Practical lessons learnt from building a demand-supply forecasting model

Sometimes back, I was leading a project at Microsoft to build their demand and supply forecasting models for spot virtual machines running in Azure. The idea behind using the demand-supply forecast models is to improve the dynamic pricing algorithm for spot instances.

For people who are unaware of spot virtual machines, almost all cloud service providers provide them. These virtual machines comes at a discounted price compared to the standard virtual machines (roughly 10% to 90% discount) but with the gotcha that these spot VMs can be evicted (read: Job killed) anytime depending on the current demand and bids. (Think like an auction).

An optimal pricing algorithm for these spot instances should take into account the projected demand and supply because we do not want to price these VMs too less such that the demand for these exceeds the projected supply. The exact dynamic pricing algorithm is a story for another post though.

The demand-supply forecasting deals with 700+ different virtual machines e.g. standard_d16s_v5, running across 100+ regions and running either linux or windows OS. Thus, there are approx. 700 * 100 * 2 = 140K different time series for demand as well as supply or 280K in total considering both demand and supply together.

Each time series uses last 365 days worth of data i.e. approximately 102M values.

Some lessons learnt and choices made while taking this project to completion:

Using deep learning models from the word go instead of spending time on classical ML techniques such as ARIMA, Gradient Boosting for forecasting etc.

That is not to say that classical forecasting algorithms and gradient boosting are not good algorithms. From our experience working with forecasting problems in similar domains, we have found that deep learning models often outperform ARIMA or XGBOOST and also we save time on manually creating features such as finding the periodicity using Fast Fourier Transforms etc.

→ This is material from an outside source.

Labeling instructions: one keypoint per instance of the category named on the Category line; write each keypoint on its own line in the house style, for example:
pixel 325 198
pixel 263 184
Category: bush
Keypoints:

Another reason is that the predictions from our forecasting models are not consumed in real time, and thus we took the liberty to improve the accuracy of the forecasts. Regression models are faster with inference times but performs poorly as compared to deep learning models.
Modelling all the 280K time series together instead of individually modelling them or creating sub-groups based on VM or region or OS etc.

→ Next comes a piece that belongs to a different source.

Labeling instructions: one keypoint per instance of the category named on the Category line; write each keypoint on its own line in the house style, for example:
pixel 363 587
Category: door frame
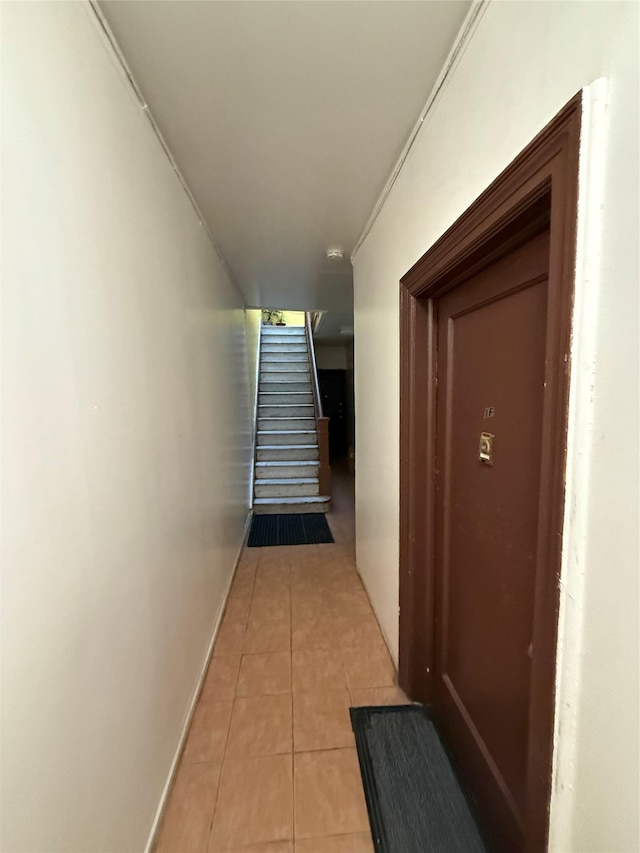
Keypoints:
pixel 538 189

The advantages of a single model over multiple models are as follows:

a. A significant number of (VM, region and OS) tuples have very less data and thus modelling them separately do not make much sense.

b. Ease of maintenance. It is easier to build and maintain a single model.

c. Better with cold start problem. New VMs will not have enough time series data.
Using distributed map-reduce jobs wherever feasible to deal with large datasets and to reduce data processing times. But understanding where map-reduce will be beneficial vs. wherever not.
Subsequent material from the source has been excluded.